En otras palabras todos estamos llamados a ser santos, pero cada uno según su
estado de vida[13].
Cristo es el
origen de la santidad de la Iglesia
porque «Cristo, el Hijo de Dios, quien con el Padre y el Espíritu Santo es
proclamado “el único Santo, amó a la Iglesia como a su esposa, entregándose a
Sí mismo por ella para santificarla (cf. Ef.
5,25-26)» (LG 39), esto quiere decir que el Señor Jesús otorgó a la Iglesia una
nota de santidad ontológica. Al respecto Vicente Bosch comenta: «Esa realidad
incide en su hijos, que son llamados a vivir y hacer fructificar en la Iglesia
(santidad moral) la participación en la naturaleza divina (santidad ontológica)

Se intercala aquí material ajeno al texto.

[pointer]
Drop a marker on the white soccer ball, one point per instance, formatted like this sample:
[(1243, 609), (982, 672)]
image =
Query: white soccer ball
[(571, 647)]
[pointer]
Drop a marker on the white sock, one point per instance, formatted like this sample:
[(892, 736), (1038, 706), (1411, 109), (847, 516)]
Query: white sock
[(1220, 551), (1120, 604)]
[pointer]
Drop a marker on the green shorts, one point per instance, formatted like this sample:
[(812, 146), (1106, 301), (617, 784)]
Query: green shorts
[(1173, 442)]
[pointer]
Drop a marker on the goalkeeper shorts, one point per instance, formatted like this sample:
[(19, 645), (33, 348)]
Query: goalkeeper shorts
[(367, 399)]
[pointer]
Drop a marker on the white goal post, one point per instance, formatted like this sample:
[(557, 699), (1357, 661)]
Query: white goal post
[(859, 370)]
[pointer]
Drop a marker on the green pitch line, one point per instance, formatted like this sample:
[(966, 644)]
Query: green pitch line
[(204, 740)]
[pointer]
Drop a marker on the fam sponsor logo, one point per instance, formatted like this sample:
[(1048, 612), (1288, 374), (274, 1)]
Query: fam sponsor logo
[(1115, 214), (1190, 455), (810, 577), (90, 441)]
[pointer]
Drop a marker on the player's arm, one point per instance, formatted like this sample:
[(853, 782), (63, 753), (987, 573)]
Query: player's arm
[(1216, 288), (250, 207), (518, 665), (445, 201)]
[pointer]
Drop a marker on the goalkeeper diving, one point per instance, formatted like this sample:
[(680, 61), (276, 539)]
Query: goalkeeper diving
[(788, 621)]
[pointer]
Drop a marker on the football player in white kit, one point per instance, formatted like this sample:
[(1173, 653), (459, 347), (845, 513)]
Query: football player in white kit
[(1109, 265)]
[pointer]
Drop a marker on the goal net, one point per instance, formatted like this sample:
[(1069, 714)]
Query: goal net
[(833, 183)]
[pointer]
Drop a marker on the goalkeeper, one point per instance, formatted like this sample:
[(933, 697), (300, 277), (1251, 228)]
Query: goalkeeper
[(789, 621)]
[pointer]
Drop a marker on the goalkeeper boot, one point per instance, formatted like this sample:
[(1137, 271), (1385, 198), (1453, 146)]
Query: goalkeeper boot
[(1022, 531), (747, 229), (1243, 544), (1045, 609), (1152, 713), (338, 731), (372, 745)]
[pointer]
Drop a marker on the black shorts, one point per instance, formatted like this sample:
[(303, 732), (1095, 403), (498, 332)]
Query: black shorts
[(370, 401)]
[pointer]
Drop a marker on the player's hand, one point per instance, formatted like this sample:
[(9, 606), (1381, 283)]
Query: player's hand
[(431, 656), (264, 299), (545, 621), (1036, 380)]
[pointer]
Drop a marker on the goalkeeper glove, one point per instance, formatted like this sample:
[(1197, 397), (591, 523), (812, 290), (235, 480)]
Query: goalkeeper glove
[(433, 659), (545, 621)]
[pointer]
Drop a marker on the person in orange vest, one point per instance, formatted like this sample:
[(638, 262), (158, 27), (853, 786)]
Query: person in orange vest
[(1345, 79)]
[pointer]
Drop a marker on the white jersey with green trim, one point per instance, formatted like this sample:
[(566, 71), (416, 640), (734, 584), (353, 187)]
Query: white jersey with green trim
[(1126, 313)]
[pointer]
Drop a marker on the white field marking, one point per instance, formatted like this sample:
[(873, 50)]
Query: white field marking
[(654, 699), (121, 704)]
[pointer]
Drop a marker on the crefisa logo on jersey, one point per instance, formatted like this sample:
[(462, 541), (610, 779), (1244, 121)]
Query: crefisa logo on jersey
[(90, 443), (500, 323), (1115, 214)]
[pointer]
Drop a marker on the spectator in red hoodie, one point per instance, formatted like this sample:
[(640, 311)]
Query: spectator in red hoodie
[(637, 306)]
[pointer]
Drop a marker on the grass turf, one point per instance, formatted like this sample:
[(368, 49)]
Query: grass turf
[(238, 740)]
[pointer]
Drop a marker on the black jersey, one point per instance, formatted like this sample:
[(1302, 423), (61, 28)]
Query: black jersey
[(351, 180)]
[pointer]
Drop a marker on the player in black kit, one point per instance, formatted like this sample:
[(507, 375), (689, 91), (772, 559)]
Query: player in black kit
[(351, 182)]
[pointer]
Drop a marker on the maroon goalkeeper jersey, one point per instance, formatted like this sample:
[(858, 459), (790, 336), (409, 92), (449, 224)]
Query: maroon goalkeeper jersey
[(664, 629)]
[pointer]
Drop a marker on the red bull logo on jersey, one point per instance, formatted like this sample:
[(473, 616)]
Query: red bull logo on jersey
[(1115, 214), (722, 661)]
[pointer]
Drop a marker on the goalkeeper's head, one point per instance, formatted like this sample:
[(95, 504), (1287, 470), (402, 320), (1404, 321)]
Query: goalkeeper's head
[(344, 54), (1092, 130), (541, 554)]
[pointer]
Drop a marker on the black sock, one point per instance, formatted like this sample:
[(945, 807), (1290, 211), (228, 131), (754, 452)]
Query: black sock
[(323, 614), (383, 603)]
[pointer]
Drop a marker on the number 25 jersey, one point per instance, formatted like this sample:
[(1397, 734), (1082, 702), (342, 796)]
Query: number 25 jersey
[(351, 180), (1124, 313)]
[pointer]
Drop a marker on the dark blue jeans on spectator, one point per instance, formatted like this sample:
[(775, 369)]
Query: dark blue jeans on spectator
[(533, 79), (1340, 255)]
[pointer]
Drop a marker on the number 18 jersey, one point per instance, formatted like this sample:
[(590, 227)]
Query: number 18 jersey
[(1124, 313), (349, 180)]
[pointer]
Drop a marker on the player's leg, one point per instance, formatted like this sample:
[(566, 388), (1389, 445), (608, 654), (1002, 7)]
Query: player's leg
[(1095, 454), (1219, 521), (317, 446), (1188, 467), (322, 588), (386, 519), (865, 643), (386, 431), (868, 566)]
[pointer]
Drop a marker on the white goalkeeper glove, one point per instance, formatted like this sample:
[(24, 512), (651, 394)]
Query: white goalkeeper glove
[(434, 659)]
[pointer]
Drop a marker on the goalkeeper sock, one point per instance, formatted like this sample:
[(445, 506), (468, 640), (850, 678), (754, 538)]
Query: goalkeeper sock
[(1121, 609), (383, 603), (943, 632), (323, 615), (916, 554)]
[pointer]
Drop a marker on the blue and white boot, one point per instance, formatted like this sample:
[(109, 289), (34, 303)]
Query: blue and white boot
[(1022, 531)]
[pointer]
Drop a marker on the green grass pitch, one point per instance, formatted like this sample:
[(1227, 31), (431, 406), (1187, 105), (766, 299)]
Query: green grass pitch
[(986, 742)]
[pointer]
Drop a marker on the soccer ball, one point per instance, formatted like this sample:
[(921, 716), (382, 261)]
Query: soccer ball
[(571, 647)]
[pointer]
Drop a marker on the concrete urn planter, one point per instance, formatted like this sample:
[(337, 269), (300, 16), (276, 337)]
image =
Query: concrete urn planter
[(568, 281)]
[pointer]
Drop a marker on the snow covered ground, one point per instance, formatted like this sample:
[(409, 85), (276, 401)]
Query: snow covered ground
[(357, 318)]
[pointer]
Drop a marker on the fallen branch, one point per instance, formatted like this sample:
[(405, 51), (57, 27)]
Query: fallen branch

recibida en el bautismo»[14]. Por
eso se dirá que
«El divino Maestro y Modelo de
toda perfección, el Señor Jesús, predicó a todos y cada uno de sus discípulos, cualquiera que fuese su
condición, la santidad de vida, de la que El es iniciador y consumador: «Sed, pues, vosotros
perfectos, como vuestro Padre celestial es perfecto» (Mt 5, 48)…Los seguidores de Cristo,
llamados por Dios no en razón de sus obras, sino en virtud del designio y gracia divinos y
justificados en el Señor Jesús, han sido
hechos por el bautismo, sacramento
de la fe, verdaderos hijos de Dios y partícipes de la divina naturaleza, y, por
lo mismo, realmente santos.» (LG 40).
De esto hace eco
la Christifideles Laici, cuando declara que «la vocación a la santidad hunde sus raíces en el
bautismo y se pone de nuevo ante nuestros ojos en los demás sacramentos, principalmente
en la Eucaristía» (ChL 16) y la Exhortación Apostólica Postsinodal sobre la
vida consagrada también recogerá esta idea haciendo énfasis en el carácter
regenerativo del bautismo, el cual nos santifica por los méritos de Jesucristo
(Cfr. VC 31). El papa Juan Pablo II hacía notar lo siguiente, que el concepto
de vocación se entiende mejor después del concilio, pues antes se tendía a
aplicar solo a sacerdotes y religiosos, ahora es a todo cristiano[15]. Bajo esta renovada y
más autentica concepción de la vocación cristiana, «la vocación al amor
perfecto no está reservada solo a un grupo de personas» (VS 18) sino que es
común a todo cristiano. Si bien es cierto el bautismo tiene unas dimensiones
teológicas muy ricas[16], con el redescubrimiento
de su carácter vocacional, el bautismo «puede recuperar su significado
verdadero y transformador si se explica
como don y filiación en Cristo Crucificado y Resucitado… al mismo tiempo como
unidad entre los hombres»[17] . Esto ha sido ya
planteado en cierto modo en el Documento de Aparecida cuando formula:
«La condición del discípulo brota de
Jesucristo como de su fuente, por la fe y el bautismo, y crece en la Iglesia, comunidad donde todos
sus miembros adquieren igual dignidad y participan de diversos modos ministerios y carismas. De este modo se
realiza en la Iglesia la forma propia y específica
de vivir la santidad bautismal al servicio del Reino de Dios» (DA 184).
El otro gran
concepto bíblico-magisterial que venimos estudiando es el de misión que siempre
aparece implicado y precedido por el de vocación. Podríamos decir que el «carácter
fundante de la existencia que tiene la vocación divina se expresa en la misión»[18].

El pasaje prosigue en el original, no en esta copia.